GMP 4.3 multiplication performance

Tue Jun 2 17:23:07 CEST 2009

Paul Zimmermann <Paul.Zimmermann at loria.fr> writes:

  this might indicate that the comparison might perhaps involve un+vn, not only
  the smaller size vn.

Possibly.  But it seems that toom algorithm choice based on vn alone is
better than having it depend on un+vn alone.

  we might imagine that the tuning program might decompose the search space
  in say 1000 regions at most, each one delimited with straight lines, and
  then a few well-chosen comparison should be enough to find the right region.
  Or you might decompose vn/un in say 10 slices, and have a unidimensional
  threshold mechanism for each slice.

Yes, this might be a good idea.  I played a little with splitting the
un,vn area into 10x5 rectangle, just just the other day to see what it
results in.  For each such area, one would compare all primitives
available, and chose the overall best one (for some norm "best").

But I'd really would like to avoid such an approach for several reasons.

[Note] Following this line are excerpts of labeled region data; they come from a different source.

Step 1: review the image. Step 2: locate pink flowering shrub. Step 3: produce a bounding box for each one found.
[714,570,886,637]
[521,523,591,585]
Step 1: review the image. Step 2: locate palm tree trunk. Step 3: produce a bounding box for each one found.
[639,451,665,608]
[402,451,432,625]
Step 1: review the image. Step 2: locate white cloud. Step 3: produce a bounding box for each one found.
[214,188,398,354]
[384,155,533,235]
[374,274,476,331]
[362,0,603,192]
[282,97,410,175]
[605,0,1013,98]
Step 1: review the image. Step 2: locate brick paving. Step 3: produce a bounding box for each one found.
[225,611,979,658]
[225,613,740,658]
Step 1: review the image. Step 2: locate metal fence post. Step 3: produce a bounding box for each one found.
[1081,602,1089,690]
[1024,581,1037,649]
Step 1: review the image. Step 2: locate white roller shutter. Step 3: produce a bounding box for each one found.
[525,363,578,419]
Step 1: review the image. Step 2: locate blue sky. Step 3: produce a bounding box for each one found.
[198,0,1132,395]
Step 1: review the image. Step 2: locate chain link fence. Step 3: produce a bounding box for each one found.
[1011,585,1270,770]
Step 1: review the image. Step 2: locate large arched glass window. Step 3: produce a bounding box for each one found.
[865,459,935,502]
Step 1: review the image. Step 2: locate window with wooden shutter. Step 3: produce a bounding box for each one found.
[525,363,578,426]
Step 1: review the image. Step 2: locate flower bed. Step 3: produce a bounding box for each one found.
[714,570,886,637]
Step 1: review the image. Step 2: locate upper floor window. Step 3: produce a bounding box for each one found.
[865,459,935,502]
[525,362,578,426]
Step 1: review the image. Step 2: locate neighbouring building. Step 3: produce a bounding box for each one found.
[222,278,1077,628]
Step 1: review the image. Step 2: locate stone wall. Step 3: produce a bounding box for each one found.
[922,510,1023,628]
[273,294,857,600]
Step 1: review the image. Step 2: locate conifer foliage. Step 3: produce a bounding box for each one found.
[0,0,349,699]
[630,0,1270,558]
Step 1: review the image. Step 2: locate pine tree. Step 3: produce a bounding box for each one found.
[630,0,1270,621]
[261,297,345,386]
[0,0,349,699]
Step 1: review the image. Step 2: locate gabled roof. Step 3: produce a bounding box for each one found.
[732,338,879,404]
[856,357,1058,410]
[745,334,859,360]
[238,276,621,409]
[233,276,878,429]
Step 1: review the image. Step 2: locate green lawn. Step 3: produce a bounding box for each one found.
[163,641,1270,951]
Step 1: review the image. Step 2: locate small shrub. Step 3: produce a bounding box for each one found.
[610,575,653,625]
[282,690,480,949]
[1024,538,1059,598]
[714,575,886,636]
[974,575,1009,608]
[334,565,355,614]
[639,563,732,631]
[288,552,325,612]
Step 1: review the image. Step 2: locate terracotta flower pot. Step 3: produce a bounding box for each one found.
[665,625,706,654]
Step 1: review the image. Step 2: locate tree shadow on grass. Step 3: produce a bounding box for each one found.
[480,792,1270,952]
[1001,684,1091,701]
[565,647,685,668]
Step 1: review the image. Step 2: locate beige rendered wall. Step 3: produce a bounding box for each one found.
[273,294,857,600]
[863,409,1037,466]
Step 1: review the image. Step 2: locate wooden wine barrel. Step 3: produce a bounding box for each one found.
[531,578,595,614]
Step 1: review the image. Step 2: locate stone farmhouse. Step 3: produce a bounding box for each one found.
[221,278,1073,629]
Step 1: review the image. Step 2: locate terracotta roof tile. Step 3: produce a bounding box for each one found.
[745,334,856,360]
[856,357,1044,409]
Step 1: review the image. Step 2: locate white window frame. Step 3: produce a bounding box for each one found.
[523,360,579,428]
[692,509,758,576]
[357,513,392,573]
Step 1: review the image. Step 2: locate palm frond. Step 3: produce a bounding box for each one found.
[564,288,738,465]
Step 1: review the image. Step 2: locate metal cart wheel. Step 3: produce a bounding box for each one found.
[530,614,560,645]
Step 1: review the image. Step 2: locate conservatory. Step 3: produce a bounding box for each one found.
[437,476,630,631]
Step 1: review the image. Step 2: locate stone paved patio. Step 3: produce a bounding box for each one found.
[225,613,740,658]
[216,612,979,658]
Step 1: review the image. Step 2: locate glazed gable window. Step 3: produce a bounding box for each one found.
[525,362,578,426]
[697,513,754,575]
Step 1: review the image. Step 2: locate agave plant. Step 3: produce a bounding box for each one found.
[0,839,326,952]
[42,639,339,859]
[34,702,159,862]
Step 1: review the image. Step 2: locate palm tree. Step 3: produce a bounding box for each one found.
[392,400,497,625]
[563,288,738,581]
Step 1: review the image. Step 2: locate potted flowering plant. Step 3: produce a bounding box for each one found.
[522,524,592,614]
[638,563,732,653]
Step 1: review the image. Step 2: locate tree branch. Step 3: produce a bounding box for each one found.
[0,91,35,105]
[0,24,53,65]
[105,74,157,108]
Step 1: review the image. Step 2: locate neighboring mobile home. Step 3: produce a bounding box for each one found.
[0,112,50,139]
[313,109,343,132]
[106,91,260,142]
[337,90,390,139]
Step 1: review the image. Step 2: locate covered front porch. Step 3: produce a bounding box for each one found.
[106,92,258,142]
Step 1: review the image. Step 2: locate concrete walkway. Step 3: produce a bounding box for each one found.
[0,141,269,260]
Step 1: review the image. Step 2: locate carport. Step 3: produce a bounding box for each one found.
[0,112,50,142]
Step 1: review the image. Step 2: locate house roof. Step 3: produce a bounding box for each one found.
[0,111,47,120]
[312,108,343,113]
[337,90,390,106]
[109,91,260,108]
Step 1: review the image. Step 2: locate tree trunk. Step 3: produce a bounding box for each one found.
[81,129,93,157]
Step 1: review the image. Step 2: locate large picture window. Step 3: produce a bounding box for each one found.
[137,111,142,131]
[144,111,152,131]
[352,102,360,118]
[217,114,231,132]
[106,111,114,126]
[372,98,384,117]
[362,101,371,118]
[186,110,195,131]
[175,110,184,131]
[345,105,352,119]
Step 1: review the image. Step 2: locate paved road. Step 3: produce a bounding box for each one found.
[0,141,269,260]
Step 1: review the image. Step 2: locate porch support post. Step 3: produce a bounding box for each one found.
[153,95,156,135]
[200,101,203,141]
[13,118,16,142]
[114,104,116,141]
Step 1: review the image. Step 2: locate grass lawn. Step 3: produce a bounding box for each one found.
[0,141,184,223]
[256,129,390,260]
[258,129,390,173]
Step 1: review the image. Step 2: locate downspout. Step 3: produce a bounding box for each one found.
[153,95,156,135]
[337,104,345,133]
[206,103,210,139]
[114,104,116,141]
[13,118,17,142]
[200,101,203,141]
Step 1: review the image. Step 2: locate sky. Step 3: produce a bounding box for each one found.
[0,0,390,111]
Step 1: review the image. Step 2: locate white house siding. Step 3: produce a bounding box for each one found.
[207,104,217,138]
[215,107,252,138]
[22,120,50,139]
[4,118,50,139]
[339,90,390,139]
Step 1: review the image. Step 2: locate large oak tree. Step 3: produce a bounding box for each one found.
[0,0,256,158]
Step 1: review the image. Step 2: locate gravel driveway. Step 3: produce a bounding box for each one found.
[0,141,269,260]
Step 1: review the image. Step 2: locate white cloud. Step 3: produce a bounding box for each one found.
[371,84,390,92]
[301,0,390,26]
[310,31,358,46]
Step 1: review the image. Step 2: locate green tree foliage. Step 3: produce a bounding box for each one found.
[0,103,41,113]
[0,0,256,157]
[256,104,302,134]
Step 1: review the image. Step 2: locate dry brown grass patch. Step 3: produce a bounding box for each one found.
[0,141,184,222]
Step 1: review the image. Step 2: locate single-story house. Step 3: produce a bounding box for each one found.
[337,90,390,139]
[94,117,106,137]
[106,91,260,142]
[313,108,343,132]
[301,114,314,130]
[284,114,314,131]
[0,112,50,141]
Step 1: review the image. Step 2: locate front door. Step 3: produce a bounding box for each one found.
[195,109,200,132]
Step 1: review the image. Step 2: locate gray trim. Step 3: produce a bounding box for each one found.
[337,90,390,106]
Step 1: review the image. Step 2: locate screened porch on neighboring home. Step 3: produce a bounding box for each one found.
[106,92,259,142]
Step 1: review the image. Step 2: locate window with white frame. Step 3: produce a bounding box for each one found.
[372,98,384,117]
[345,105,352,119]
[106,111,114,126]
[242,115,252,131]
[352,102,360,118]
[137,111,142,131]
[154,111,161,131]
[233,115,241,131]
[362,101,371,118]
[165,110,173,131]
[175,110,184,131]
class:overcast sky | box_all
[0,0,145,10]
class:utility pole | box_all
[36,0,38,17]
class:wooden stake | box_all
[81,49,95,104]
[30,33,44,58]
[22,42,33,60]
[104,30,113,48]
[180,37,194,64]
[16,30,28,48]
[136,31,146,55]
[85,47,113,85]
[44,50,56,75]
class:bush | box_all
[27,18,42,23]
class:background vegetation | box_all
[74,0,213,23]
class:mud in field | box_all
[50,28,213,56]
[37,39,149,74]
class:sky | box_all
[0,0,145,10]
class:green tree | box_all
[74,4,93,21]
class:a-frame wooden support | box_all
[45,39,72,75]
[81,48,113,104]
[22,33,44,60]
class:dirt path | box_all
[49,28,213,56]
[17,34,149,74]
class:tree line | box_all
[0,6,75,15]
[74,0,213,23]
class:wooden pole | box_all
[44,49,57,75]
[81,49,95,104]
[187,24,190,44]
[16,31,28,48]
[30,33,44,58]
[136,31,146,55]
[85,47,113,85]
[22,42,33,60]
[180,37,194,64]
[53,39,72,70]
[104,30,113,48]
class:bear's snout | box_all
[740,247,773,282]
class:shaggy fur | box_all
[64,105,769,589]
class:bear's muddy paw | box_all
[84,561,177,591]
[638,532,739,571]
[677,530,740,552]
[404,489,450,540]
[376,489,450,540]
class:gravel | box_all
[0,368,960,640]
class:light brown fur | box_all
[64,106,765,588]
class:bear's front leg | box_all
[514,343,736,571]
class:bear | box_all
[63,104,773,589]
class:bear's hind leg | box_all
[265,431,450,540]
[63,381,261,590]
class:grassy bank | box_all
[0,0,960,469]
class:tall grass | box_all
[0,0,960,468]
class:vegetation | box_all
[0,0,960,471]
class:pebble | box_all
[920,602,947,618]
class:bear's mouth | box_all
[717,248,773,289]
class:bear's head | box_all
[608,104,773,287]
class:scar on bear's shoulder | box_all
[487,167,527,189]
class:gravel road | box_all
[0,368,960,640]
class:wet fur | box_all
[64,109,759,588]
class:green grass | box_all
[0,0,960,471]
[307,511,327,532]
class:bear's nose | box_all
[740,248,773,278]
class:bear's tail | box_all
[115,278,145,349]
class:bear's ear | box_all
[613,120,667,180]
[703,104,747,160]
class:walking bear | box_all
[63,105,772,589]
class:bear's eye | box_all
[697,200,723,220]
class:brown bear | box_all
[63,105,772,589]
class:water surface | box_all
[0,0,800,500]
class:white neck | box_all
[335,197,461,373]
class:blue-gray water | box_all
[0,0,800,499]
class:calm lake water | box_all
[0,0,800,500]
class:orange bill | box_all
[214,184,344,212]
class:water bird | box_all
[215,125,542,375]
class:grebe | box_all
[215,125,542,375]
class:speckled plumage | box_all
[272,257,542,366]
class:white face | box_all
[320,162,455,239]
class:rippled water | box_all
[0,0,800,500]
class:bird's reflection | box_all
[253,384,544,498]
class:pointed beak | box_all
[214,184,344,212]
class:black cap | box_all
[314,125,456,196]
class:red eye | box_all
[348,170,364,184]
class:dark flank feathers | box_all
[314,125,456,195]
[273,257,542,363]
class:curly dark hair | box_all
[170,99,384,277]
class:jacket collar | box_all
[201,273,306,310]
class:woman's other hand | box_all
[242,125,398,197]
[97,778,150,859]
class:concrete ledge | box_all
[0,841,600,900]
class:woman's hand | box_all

1. I think it is unelegant.
2. It will still use quite a large table, even if we make bigger subareas.
3. It will take a lot of time in tuneup to fill out the table...

Some additional thoughts:

Algorithms choice in GMP does not need to be superfast except for for
the smallest operands.  For larger operands, we will spend tens of
thousands of cycles on the actual computation, so if we spend 100 cycles
on choosing te best computation strategy, it might be an overall
improvement.

For multiplication, this means that we need to identify schoolbook
operands quickly.  We should also handle Karatsuba operands without
spending too much time.

Some numbers: We need around 2000 cycles for the 30-limb operand i on
athlon64, which is where Karatsuba kicks in.  We need around 17000
cycles for the smallest toom33 operands.

-- 
Torbjörn